One of the great things about computers has been that you can throw away any software that comes with them and install something you like better. Digital rights management software shreds that freedom. Underneath this software is new hardware that will prevent computer users from removing the “rights management system” and installing their own systems that do not respect digital restrictions. That hardware, in turn, relies on the force of legislation. The 1998 Digital Millennium Copyright Act, in particular, makes it a crime to circumvent digital rights management software—or even to distribute information that tells other people how to do so. And proposed legislation, the Consumer Broadband and Digital Television Promotion Act, would require all computers sold in the United States to incorporate federally approved rights management technology. Similar legislation is working its way through Europe.

Essentially, consumers will be giving up their right to control their own computers. Citing the widespread piracy of software, music, and videos, the entertainment industry argues that consumers have abused that right. But managing consumers as children will have the side effect of smothering much of the innovation that made the Internet possible. Digital rights management could quash the computer revolution as we know it, transforming our machines from tools for creation and exploration into appliances that run Microsoft Office, play MP3s, browse the Web, and do little else.

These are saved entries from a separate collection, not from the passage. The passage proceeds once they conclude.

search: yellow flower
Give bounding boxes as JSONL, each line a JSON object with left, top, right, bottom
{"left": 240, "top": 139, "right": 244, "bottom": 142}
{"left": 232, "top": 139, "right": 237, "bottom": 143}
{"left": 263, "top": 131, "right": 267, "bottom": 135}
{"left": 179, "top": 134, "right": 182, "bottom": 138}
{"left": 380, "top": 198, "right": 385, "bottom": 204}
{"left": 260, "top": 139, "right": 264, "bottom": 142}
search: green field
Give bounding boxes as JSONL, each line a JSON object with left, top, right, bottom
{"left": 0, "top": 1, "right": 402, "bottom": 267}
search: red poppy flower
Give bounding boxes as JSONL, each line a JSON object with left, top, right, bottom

Don’t get me wrong. I make my living by creating and selling intellectual property, and I’m sometimes a victim of unauthorized copying. A few years ago one of my publishers started selling my books on CD-ROM. Although each disc is licensed only for personal use, at least once a month I discover that someone in Eastern Europe or Russia has taken that whole disc and put it on the Internet. Usually it’s a university or a library that is engaging in such wholesale piracy. But I would rather live with the piracy than have a computer that runs only the software that has been preapproved and digitally signed. I don’t want to have my electronic movements constantly monitored and reported to some Big Brother database on the off-chance that I might be violating somebody’s copyright.

This isn’t the first time publishers have tried to impose unreasonable restrictions on the public. On the inside cover of one of my wife’s childhood books, published in England, this ominous warning appears: “This book shall not, by way of trade or otherwise, be lent, re-sold, hired out or otherwise circulated without the publisher’s prior consent.” Books don’t have such restrictions anymore—if they did, we would laugh at them. A hundred years ago, U.S. publishers put similar restrictions in our books; they were deemed by our courts to be unenforceable violations of “fair use.” But digital rights management tools will enable publishers to turn back the clock and write the same kinds of restrictions directly into their software. Digital rights management is already at work. Incompatible coding means that DVDs sold in the United States won’t play on European DVD players. This is to prevent Europeans from buying cheap DVDs in the United States.

Perhaps even more disturbing, the new protection technologies would necessarily have to block a computer from running Linux or any other open-source operating systems. Otherwise, anyone bent on unauthorized copying could create a version of Linux that didn’t incorporate the copyright protection system.

The industry’s antipiracy arguments are a smoke screen. Digital rights management is about strengthening monopolies, increasing revenues, and restricting our freedoms. We must not be beguiled as Faust was.